Communications with the Spirit rover have been intermittent at best since last Wednesday, when JPL scientists received a brief video transmission showing what appears to be a primitive fishing net covering the rover.
While acknowledging that a net could hypothetically interfere with rover’s antennae and cause communication problems, NASA Administrator Sean O’Keefe dismissed the net-like image from the video transmission as nothing more than random signal distortion. “Its not like there are teeth marks on the rover or something,” O’Keefe deadpanned
“Uh, actually, there are,” whispered one NASA researcher.

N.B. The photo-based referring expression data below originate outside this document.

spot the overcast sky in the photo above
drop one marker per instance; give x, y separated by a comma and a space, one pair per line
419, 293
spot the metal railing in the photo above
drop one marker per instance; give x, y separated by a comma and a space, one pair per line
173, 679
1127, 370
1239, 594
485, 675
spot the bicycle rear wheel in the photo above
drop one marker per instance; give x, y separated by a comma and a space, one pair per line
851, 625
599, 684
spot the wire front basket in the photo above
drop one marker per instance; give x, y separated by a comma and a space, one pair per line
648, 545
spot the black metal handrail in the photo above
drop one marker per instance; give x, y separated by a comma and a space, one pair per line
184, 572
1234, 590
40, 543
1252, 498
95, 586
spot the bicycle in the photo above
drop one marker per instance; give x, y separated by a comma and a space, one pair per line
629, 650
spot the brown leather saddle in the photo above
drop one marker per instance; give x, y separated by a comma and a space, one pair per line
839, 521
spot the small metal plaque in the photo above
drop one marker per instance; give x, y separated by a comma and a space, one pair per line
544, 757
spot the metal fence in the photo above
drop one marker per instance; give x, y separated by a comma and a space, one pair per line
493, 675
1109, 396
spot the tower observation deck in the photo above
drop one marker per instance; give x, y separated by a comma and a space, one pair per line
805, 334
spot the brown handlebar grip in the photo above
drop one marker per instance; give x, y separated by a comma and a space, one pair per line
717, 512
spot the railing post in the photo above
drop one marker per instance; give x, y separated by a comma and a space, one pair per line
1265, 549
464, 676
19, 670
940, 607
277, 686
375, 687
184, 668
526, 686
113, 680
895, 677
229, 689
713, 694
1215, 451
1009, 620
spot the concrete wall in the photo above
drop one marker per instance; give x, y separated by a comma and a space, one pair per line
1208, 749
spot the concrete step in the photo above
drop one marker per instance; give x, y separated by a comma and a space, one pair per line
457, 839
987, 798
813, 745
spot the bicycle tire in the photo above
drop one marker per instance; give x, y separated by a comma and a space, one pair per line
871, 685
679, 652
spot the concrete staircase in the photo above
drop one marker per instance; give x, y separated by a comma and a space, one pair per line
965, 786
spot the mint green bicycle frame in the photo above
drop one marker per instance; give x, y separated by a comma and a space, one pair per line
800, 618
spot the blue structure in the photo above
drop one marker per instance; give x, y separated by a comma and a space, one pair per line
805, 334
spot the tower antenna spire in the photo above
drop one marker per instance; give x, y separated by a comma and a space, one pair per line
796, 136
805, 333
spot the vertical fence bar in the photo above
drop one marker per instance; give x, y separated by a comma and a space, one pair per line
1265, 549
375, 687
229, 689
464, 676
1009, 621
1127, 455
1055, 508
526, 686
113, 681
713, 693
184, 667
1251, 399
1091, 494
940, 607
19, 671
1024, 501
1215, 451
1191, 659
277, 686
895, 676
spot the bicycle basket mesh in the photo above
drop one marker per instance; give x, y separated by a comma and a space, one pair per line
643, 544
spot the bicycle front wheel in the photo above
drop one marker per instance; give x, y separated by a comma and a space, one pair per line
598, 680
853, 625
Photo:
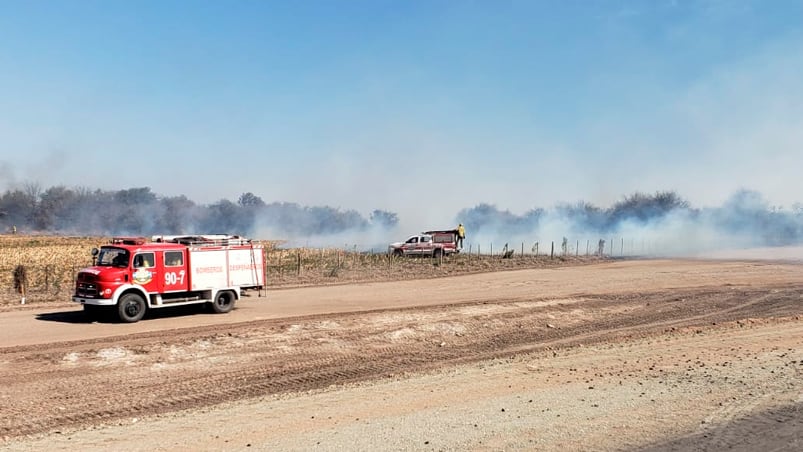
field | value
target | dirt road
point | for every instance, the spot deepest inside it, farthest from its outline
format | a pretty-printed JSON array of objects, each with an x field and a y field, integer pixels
[{"x": 669, "y": 355}]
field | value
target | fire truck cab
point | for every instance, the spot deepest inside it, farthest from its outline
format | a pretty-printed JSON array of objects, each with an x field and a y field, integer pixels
[{"x": 132, "y": 275}]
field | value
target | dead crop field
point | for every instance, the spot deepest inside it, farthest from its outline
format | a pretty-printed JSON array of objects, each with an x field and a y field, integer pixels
[{"x": 50, "y": 264}]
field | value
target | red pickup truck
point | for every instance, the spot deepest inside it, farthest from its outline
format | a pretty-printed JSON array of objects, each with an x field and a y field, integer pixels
[{"x": 429, "y": 243}]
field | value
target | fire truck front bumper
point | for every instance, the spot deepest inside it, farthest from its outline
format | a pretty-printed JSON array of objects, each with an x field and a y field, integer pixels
[{"x": 94, "y": 301}]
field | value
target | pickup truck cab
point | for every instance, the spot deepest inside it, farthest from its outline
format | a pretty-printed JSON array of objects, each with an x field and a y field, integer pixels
[{"x": 430, "y": 243}]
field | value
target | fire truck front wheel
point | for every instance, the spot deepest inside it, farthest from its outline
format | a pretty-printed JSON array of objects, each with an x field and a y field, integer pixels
[
  {"x": 131, "y": 308},
  {"x": 224, "y": 302}
]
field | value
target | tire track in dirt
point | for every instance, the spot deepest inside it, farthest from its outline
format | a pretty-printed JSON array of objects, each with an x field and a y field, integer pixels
[{"x": 150, "y": 374}]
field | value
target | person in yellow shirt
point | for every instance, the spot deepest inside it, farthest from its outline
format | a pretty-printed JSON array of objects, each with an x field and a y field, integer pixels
[{"x": 461, "y": 234}]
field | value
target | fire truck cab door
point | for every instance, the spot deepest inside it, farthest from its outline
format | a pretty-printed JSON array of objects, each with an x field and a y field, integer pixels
[
  {"x": 144, "y": 271},
  {"x": 175, "y": 278}
]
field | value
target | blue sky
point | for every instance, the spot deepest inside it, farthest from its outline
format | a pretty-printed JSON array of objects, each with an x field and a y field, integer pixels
[{"x": 418, "y": 107}]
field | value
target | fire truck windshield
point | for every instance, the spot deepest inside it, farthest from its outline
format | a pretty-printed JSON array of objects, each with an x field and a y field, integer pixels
[{"x": 113, "y": 257}]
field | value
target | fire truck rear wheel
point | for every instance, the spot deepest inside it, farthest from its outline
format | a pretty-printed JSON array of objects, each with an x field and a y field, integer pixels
[
  {"x": 131, "y": 308},
  {"x": 224, "y": 302}
]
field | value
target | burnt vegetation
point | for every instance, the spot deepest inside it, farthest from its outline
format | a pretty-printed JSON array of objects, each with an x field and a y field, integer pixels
[{"x": 139, "y": 211}]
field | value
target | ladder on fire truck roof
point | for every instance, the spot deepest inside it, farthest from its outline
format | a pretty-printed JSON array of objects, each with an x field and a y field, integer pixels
[{"x": 203, "y": 240}]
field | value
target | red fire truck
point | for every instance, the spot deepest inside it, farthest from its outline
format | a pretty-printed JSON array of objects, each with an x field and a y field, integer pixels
[{"x": 132, "y": 275}]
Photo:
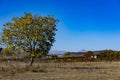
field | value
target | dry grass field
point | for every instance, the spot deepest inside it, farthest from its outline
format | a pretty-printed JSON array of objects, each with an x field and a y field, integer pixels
[{"x": 60, "y": 71}]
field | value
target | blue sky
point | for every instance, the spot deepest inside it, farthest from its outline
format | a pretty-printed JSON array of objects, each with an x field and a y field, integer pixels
[{"x": 84, "y": 24}]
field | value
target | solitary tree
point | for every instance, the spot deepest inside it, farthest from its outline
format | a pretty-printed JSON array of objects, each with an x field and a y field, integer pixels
[{"x": 33, "y": 33}]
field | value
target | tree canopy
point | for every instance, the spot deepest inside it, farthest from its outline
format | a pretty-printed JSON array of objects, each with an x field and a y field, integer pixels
[{"x": 33, "y": 33}]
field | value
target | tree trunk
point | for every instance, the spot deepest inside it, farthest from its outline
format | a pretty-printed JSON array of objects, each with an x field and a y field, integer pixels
[{"x": 31, "y": 61}]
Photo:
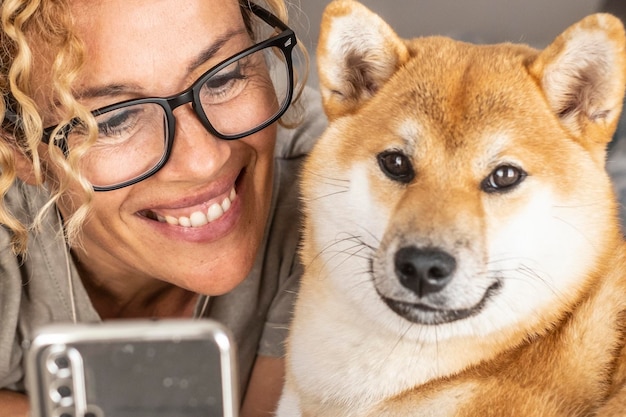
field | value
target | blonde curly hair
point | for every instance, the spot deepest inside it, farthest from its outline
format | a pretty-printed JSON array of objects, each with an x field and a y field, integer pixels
[{"x": 25, "y": 22}]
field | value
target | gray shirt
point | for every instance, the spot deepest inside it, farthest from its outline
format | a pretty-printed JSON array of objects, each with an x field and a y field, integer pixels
[{"x": 35, "y": 290}]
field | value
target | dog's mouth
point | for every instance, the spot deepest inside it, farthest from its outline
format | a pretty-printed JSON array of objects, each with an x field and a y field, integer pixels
[{"x": 423, "y": 314}]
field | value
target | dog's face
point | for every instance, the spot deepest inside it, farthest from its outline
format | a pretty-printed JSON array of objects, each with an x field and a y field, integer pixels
[{"x": 460, "y": 190}]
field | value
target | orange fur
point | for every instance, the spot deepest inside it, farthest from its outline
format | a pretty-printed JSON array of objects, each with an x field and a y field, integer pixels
[{"x": 529, "y": 318}]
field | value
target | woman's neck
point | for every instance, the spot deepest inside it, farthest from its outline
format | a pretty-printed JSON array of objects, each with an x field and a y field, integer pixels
[{"x": 115, "y": 298}]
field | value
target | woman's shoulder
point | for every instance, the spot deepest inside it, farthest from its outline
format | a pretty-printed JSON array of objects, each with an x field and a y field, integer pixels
[{"x": 297, "y": 142}]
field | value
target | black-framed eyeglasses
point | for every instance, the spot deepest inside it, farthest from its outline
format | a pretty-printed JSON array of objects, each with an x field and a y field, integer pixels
[{"x": 236, "y": 98}]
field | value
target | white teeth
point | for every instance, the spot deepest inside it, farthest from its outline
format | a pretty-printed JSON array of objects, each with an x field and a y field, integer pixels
[
  {"x": 226, "y": 204},
  {"x": 215, "y": 212},
  {"x": 171, "y": 220},
  {"x": 198, "y": 218}
]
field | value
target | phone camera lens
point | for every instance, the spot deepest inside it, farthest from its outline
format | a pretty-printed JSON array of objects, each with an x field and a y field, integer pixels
[
  {"x": 61, "y": 393},
  {"x": 64, "y": 391},
  {"x": 59, "y": 364},
  {"x": 64, "y": 412},
  {"x": 62, "y": 362}
]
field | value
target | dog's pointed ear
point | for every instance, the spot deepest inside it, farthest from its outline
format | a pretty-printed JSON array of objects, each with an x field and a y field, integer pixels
[
  {"x": 583, "y": 74},
  {"x": 357, "y": 53}
]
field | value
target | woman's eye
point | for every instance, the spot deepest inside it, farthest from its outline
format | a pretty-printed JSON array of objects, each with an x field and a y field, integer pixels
[
  {"x": 224, "y": 84},
  {"x": 116, "y": 123},
  {"x": 397, "y": 166},
  {"x": 503, "y": 178}
]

“Shut the hell up, would you?” O’Keefe muttered under his breath, elbowing the researcher hard in the ribs. “Congress didn’t let us spend over $400 million on this rover just to have it captured by some extraterrestrial Captain Freaking Caveman.”
Outside O’Keefe’s hearing range, a number of JPL researchers who asked to remain anonymous suggested that, if the rover has in fact been captured in a fishing net and bitten, it would be “powerful evidence of life on Mars.”
“A fishing net would be a strong indicator that Mars once had rivers and oceans,” the scientists agreed, noting that the presence of liquid water is thought to be a prerequisite for life.
Other more skeptical researchers scoffed at the idea that Martians would capture the rover in a net rather than simply vaporizing it with a super-advanced ray gun like Martians always do in the movies. The researchers also noted that, if there were Martians, their green skin should stick out against the red sand like Kobe Bryant in a Colorado winter resort.
Pro-Martian-life researchers countered, however, that it is very doubtful Martians have green skin, and that, regardless of their skin color, Martians may actually be rather primitive likely never having advanced beyond the Stone Age in no small part because there’s nothing on Mars but stones.
Meanwhile, NASA officials announced that Spirit’s companion rover, Opportunity, has landed without incident on the opposite side of Mars. While NASA says it does not expect any trouble, Opportunity has been reprogrammed to look over its shoulder at regular intervals while traveling on the planet’s surface.